I guess my issue is how you define factor loading. If we are doing thought experiments, suppose I select value stocks which are actual value stocks based on P/E or P/S or P/B. Suppose they trade with low correlation to the aggregate value premium. So my value stock is not a value stock? Or suppose that a glamor stock trades very similarly to the price action of a value factor. Should we say that the glamor stock has value risk even though it has no real value to the stock?
Why are we indirectly measuring value stocks by first converting them to a aggregate price series, then comparing value stocks against the aggregate and measuring that risk?
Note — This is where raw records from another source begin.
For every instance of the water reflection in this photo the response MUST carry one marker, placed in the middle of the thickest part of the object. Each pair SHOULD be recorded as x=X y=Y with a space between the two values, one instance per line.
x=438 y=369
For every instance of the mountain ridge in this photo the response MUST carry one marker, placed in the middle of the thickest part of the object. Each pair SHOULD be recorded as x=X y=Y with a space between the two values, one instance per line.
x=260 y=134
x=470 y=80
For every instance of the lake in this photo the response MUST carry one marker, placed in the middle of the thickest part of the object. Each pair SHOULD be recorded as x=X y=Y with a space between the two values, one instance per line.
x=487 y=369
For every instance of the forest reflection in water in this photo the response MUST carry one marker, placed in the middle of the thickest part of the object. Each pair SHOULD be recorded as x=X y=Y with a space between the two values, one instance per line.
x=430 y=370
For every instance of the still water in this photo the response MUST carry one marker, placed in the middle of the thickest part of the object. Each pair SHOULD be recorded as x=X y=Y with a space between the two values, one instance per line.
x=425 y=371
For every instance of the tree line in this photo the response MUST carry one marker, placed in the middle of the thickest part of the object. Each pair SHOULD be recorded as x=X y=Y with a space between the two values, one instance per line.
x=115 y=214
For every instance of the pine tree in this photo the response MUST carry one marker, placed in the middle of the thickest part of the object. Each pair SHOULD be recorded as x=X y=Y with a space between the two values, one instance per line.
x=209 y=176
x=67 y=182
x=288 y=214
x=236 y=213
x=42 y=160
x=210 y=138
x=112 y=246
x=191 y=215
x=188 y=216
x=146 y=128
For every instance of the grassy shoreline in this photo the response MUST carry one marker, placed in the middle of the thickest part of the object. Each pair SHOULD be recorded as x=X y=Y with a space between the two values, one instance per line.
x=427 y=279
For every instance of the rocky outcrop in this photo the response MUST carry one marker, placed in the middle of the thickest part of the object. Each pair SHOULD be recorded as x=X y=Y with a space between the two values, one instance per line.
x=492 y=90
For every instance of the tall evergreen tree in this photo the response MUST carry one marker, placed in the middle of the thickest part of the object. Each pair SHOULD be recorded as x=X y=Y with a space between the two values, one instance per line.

At the heart of this issue is beta. You asked what you get when you have higher beta? It all depends on what school of thought you belong to. We have custom weighting now and with some jiggery-pokery (technical term) you can play around with volatility weighting. But is beta a proxy for actual leverage where 2 Beta trailing translates into 2x the forward returns?
We used a risk model when I was on a project at ClariFi. It seemed like we were simply mixing and matching trailing price returns until we get something that looks dissimilar to some value index and other factor indexes and then we claim unique alpha. All it ever did was water down our best ideas and lower returns into some over-diversified hodge-podge.
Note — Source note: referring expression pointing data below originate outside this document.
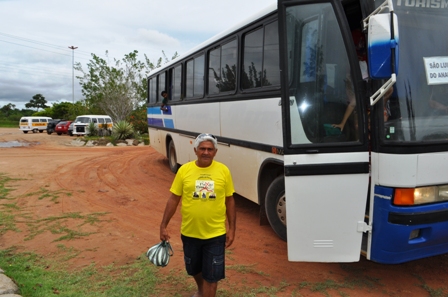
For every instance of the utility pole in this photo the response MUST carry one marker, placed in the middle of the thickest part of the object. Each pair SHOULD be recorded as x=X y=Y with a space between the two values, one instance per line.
x=73 y=72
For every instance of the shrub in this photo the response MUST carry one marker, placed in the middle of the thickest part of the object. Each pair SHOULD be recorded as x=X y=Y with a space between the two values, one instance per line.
x=139 y=120
x=122 y=130
x=92 y=129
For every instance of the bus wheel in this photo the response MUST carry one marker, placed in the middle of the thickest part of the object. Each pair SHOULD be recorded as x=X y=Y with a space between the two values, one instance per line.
x=172 y=158
x=275 y=206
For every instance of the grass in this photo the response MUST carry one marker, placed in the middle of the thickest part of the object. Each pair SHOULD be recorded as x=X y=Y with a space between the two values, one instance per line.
x=39 y=276
x=9 y=124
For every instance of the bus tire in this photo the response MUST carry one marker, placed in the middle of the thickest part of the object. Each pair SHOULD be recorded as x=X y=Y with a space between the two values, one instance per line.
x=275 y=206
x=172 y=157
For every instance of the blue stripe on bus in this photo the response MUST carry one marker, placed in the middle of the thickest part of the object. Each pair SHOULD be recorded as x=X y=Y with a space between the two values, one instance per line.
x=169 y=123
x=156 y=110
x=155 y=122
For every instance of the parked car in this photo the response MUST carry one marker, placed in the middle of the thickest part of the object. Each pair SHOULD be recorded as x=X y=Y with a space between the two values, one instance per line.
x=34 y=124
x=70 y=129
x=52 y=125
x=62 y=127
It just feels too abstract where we make indirect observations of something to infer its risk when we can directly observe something from the beginning. If I want to know my value risk, I look at the value ranks of the holdings. Whether or not it trades the same as thousands of other value stocks is not what I am interested in. If value stocks become out of favor, chances are mine will too. But if I am holding a glamor stock that is trading with high correlation to a value index, and value goes out of favor, I don’t assume that my glamor stock will go out of favor.
I am not against building a risk model for those who want it. But if there are limited resources for building new tools here, I think we need be sure that there is a market for it and it will be useful for a wide swath of users and profitable for P123 to program. That’s all. I don’t like or use risk models but others might and see value in it.